CotN was more realistic than the other City Builders, which traded realism for elegant but artificial systems and ease of gameplay. CotN more realistically simulated ancient economics, but Beatrice admits the realism narrowed the game’s audience to a band of core strategy gamers.
“For a big chunk of gamers, that [realism] is a little more fun in theory than in practice,” he explained. And the game suffered from independent distribution in an era before that was truly viable.
Caesar IV suffered the opposite problem: It succumbed to the push for graphics. Caesar IV didn’t stay “laser-focused on gameplay, gameplay, gameplay,” Beatrice said. “This was a time when most publishers were judging games based on screenshots—even though players weren’t really doing that.”
Both games suffered from the mid-00s consolidation of the games industry, and the general slowdown in PC gaming at the time.
And that’s been the end of it. Although Tilted Mill has released a number of successful games since Caesar IV, the company hasn’t made another ancient-era city builder. Neither has anyone else.
Yet.
The Indie Renaissance and the Future of City Building Series Games
The ancient-era city building genre is gone, but not forgotten. Caesar 3, Pharaoh, Cleopatra, Zeus & Poseidon are all among the top-selling and highest-rated games on GOG.com. The site is a digital distribution platform owned by CD Projekt Red, focusing on releasing classic (and modern) games DRM-free in formats that play on today’s computers. The City Building Series lives on there. To Beatrice, the series’ continued success, well over a decade since release, shows there’s still room in the market for this kind of game, and that high-end graphic are less important than ever.
“It’s kind of remarkable how similar the numbers and overall economics are to 20 years ago, at least within certain niches,” Beatrice said. “In the early 1990s, you could make a pretty good game with a small team and sell it yourself, and now thanks to new tools, digital distribution and social media, you can do that again.”

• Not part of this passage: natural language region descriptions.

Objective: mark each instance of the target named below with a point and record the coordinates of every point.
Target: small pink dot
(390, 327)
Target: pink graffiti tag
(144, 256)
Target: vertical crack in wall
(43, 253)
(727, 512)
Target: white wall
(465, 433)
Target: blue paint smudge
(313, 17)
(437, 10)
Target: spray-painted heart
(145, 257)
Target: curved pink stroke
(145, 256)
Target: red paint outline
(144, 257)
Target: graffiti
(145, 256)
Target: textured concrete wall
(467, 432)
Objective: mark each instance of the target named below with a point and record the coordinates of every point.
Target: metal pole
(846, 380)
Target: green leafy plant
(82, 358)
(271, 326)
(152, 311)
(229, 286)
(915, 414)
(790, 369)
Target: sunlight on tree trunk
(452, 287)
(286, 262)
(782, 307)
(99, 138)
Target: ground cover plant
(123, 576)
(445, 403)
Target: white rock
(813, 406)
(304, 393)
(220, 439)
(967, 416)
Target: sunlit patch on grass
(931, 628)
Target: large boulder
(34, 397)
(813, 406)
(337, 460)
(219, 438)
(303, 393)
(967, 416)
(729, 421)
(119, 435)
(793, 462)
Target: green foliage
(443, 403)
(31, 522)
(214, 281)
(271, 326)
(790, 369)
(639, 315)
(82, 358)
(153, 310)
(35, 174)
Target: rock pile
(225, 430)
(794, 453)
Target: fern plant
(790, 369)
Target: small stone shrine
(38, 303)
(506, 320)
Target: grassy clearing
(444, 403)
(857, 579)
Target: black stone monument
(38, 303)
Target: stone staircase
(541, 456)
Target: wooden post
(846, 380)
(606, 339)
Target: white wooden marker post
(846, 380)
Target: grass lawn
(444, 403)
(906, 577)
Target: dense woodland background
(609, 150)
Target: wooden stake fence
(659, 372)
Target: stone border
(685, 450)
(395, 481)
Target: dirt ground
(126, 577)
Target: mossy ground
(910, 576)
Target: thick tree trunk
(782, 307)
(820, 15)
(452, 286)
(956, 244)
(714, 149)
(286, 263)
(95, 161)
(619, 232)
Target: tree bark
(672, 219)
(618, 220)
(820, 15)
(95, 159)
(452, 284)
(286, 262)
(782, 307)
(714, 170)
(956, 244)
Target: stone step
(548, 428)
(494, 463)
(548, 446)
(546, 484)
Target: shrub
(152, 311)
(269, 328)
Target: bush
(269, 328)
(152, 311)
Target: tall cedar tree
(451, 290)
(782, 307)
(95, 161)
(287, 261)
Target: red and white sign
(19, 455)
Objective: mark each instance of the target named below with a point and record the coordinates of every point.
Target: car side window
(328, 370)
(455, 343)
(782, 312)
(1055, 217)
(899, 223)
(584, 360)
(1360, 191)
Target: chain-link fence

Small, hardcore, indie PC games are on the rise—just look at Crusader Kings 2, or, heck, Cities: Skylines, both million-sellers developed by small teams on reasonable budgets.
“What doesn’t work is the midrange $2 to $4 million hardcore PC game,” he explained. “That’s too much money to fund yourself (or easily with crowdfunding) and far too little to make a big AAA game.”
The dynamic of strategy games has changed too.
“Players don’t tolerate the kind of crap we used to put them through. It used to be okay if it took players several hours or even days to fully learn how to play a game. You paid $40 and were happy to invest the time so you could get hundreds of hours of enjoyment out of it. It was kind of a badge of honor to thoroughly understand how a complex strategy game worked. That is obviously still the case in some circles, but it’s not the norm,” he said.
Games now, Beatrice said, need to grab players immediately, citing online offerings like Cityville, which carefully curates even the first minute of gameplay.
The ancient city builder series may make a resurgence one day, and Beatrice hopes to return to it.
“I still hate modern settings for city builder games. I just can’t get into them. For me, the idea of city-building is synonymous with growing a civilization” he said.
Tilted Mill has a few projects in pre-production, but nothing definitively announced. The studio’s Medieval Mayor, a medieval-era city building game that was backburnered after a few years of development, is one possibility. Beatrice adds the studio is also considering a sequel or remake of Hinterland or “some kind of fairy tale game.” But whatever the future holds, the golden age of city building games is gone—at least for now.